Like Meoni, students graduating from high school today often feel they have no choice in paying the sticker price for a four-year degree since it seems to be the only path to viable employment. Yet, since these borrowers are young, they can’t always gauge the full financial burden that they’re assuming for decades into their adult lives. Being responsible for regular monthly payments of hundreds of dollars, or using a large percentage of take-home income to pay off debt, isn’t always tangible for an 18-year-old.
Combine that with the fact that students exist in a competitive environment, often encouraged by their parents and guidance counselors to attend the most expensive, high-ranking university. “You have this dynamic of families and students pushing for more of everything, and then the family is left wondering how they’ll pay for it,” said Jennifer Finetti, director of student advocacy at ScholarshipOwl, an education technology platform.
Today, Meoni is chipping away at her remaining $27,000 student loan balance, paying around $500 per month — more than her minimums, but less than she’d like to pay. “At this rate, it’ll take a couple more years to pay off,” she said.

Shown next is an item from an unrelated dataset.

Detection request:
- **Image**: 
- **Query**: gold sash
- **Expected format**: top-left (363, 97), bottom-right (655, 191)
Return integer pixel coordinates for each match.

But, like other millennials, she’s simultaneously paying down a car loan and credit card debt, too.
Meoni’s student debt has made her set aside some of her bigger life goals. “I definitely don’t think I’ll ever buy a house,” she said, noting her aversion to taking out any more loans. But sometimes, Meoni thinks the opposite. Since she’ll be paying down debt for the rest of her life in any case, why not take out more?

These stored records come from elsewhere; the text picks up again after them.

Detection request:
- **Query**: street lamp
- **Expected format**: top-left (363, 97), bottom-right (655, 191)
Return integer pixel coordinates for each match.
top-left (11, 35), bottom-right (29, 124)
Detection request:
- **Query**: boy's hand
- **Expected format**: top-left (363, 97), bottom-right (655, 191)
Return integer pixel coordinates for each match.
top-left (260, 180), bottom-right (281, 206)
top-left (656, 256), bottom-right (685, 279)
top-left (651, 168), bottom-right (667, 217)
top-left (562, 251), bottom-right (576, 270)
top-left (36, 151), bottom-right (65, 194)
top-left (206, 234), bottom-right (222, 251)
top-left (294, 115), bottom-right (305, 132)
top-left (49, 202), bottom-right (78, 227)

Rewiring how we think about higher education
Both Shekeryk and Meoni said they would probably do things differently if they could go back in time, such as attending a community college for a couple of years to save on tuition costs. But Finetti noted how an affordable path doesn’t always feel like an option, given societal stigma surrounding community college. In fact, enrollment in two-year colleges has dropped significantly in recent years, accounting for more than half of undergraduate enrollment losses since the pandemic.
“The bottom line is that students should be focusing on an affordable path to college,” Finetti said. While President Joe Biden in August approved widespread student loan forgiveness of $10,000 or $20,000 for borrowers, Finetti noted that it’s unlikely to happen again in the future. Plus, this measure only provides relief for student loans issued before June 30, 2022, so future loans do not qualify.
What can be done to combat the increasing wealth gap rooted in student debt? When it comes down to it, Finetti said the only thing that parents and students can do is explore all their options and be realistic about how student loans will impact their family’s financial future.
But that’s not always enough. Even with a practical approach, Finetti noted that “it’s often far more expensive than they planned for.”